Pelos caminhos da Memória
A Argentina completou 80 anos e foi dia de festa. Chegámos cedo e lá estava a igreja, imponente e muda, um marco de resistência, que nem houve raio que a partisse.
Para ser um verdadeiro passeio pela memória, decidimos fazer o passeio dos alegres, mas em modo inverso, e caminhar o “ caminho da escola”, pelas mesmas ruas e travessas que me levavam da casa dos meus pais até à Rua da Bica do Marquês e que eu percorria com todo o tino dos meus nove anos, tendo à minha guarda a Guida e a Cristina, quatro anos mais novas. Passávamos o Café Galvão, o Chafariz, descíamos pelas ”Terras” e virávamos à esquerda a seguir ao Salão Portugal, evitando assim o mal falado "Café das Meninas” na esquina da Travessa de Paulo Martins. Era curioso para mim o nome dado ao tal “antro” pois, sempre que por lá passava acompanhada, nunca vislumbrei qualquer menina através do vidro das montras.
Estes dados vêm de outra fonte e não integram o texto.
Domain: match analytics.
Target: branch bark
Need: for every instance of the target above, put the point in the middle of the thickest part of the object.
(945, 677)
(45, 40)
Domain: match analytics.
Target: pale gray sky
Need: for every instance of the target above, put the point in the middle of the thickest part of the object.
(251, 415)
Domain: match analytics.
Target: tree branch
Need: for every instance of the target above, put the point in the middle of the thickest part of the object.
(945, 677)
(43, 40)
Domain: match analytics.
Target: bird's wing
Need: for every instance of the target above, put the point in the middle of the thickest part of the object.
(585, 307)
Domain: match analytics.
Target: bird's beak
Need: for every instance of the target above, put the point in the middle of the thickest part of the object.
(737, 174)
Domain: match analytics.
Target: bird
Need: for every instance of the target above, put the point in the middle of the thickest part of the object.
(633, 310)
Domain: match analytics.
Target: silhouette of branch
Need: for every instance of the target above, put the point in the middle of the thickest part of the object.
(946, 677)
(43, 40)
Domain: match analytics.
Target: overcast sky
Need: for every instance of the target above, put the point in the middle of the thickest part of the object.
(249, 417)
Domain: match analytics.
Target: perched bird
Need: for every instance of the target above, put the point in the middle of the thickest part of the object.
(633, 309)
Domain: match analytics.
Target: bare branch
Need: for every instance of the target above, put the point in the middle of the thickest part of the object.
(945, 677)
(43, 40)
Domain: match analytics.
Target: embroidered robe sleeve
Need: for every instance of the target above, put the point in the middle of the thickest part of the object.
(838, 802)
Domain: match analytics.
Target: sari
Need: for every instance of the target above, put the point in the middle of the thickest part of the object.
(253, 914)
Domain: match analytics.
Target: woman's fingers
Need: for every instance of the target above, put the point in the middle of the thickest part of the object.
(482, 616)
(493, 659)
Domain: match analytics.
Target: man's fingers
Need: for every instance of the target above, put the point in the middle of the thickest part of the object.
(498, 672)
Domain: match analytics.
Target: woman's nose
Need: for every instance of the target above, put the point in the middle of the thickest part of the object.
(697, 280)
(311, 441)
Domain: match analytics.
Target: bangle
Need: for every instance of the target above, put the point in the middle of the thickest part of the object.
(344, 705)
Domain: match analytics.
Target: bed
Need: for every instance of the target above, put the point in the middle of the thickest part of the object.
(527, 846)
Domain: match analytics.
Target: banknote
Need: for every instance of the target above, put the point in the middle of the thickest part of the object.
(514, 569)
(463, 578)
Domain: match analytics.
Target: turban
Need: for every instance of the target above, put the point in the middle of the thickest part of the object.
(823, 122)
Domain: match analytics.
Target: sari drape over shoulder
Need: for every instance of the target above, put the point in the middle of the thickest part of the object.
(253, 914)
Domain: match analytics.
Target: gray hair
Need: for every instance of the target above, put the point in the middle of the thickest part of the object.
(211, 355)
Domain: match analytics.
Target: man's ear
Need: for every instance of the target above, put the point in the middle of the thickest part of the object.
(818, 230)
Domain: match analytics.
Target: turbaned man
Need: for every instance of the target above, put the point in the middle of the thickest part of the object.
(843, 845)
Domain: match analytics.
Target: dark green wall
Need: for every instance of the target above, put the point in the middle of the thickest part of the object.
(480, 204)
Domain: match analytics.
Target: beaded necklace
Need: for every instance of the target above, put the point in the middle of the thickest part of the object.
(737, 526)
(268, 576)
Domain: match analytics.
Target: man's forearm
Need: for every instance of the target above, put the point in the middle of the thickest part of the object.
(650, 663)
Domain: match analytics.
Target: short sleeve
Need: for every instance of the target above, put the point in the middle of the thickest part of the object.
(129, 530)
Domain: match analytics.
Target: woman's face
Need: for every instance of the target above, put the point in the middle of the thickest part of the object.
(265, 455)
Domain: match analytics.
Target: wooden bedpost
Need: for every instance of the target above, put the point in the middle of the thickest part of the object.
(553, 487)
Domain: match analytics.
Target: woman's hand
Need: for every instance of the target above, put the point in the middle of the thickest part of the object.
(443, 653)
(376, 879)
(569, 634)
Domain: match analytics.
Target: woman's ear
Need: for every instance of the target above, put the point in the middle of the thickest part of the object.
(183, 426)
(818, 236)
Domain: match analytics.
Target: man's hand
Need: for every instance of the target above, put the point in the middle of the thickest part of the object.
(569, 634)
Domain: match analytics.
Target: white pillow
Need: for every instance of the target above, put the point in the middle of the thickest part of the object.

O “caminho da escola” está irreconhecível. As ruas, travessas, largos e pátios são os mesmos, têm o mesmo nome, mas a modernização pintou por cima das imagens do passado uma caiada de edifícios recuperados, transformados em condomínios privados.
O Salão Portugal, onde vi tantos filmes, muitos sem ter sequer idade para os entender (como por exemplo “Lágrimas e Suspiros”), é agora a sede do Comité Olímpico Português. Se olimpíadas por lá houve, foram seguramente cinematográficas.
A farmácia está onde funcionava o fotógrafo da Céu, que tantas fotos tipo passe nos tirou para as fichas escolares, no início de cada ano lectivo. A padaria acabou, a capelista da D. Augusta, onde se comprava os aviamentos e mandava forrar botões, também. A Sapataria Marilu e a Cá-Jor já passaram a memória há muito tempo.
A Memória não ajudou em nada as memórias que guardei.
Deixámos as cogitações no ar ignoto e fomos ao encontro da Argentina, porque afinal este era o seu dia, e foi uma festa dentro da festa. As minhas memórias eram também as suas memórias mais gratas de jovem aprendiz. E prodigiosas que elas são. Foi um desfilar de lembranças maravilhosas e sentimo-nos gratas por as termos vivido.
A Memória continua lá, mas apesar de ser sempre bonita, já pouco me traz à memória.